AllianceBernstein’s earnings report Thursday provided more evidence of institutional investors preferring passive strategies over active funds, even as markets turned volatile in the first quarter.

The asset manager said it had $2.2 billion of outflows from the actively managed portion of its institutional business during the first quarter, compared with $600 million pulled from its passive strategies. During the same period, BlackRock saw its institutional clients pull $7.1 billion from active strategies while adding about $10.4 billion to its index funds, according to the firm’s April 12 earnings statement.

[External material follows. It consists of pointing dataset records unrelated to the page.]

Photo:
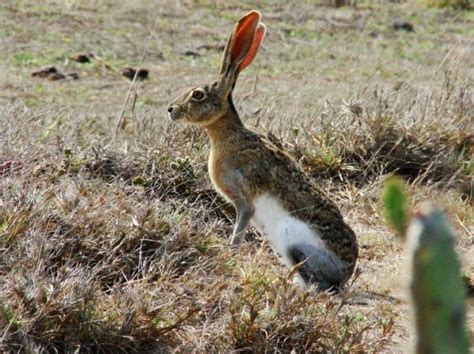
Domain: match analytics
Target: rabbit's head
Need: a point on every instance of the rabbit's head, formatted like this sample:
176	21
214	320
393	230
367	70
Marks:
203	105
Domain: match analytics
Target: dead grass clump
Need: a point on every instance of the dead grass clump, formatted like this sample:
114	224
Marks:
360	144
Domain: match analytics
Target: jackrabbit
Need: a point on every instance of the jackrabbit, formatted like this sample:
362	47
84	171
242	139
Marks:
265	185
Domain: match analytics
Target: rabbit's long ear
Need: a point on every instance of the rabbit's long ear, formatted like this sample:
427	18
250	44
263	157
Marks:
241	49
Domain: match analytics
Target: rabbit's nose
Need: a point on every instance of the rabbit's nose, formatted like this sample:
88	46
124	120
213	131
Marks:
173	112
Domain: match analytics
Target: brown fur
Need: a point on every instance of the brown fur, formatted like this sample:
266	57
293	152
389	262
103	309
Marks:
244	165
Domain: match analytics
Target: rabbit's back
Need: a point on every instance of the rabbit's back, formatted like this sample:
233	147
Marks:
281	188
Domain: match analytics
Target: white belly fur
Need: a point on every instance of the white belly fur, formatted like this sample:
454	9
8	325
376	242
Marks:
280	228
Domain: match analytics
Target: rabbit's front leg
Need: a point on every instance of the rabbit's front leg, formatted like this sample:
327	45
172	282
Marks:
244	212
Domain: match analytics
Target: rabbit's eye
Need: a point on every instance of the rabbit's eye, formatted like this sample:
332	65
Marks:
198	95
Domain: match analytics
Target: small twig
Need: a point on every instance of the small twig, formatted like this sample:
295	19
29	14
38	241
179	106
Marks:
132	84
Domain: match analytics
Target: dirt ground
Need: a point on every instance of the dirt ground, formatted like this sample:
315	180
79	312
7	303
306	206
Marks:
111	236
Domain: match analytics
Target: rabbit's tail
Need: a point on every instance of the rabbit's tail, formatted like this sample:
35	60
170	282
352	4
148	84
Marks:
317	265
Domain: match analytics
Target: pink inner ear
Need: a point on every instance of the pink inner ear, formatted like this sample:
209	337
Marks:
244	34
256	43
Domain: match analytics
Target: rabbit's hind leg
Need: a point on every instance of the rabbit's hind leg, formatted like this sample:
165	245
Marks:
317	266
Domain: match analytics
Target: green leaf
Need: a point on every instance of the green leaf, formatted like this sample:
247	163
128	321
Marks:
396	204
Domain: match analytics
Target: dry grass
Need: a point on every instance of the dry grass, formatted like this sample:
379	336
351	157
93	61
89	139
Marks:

Active managers have been struggling to keep institutional investors from moving money to cheaper passive strategies that have outperformed during the bull market. While more volatile markets may provide active managers the opportunity to show their strength relative to the indexes that serve as their benchmarks, investors may not be convinced that the higher fees are worth the risk of being disappointed.

“Following a robust 2017, mounting concerns over inflation, rising interest rates and geopolitical events made for turbulent markets in the first quarter of 2018,” Seth Bernstein, president and chief executive officer at AllianceBernstein, said in the firm’s earnings statement. These factors hurt asset flows even as a majority of its investment strategies performed well, he said.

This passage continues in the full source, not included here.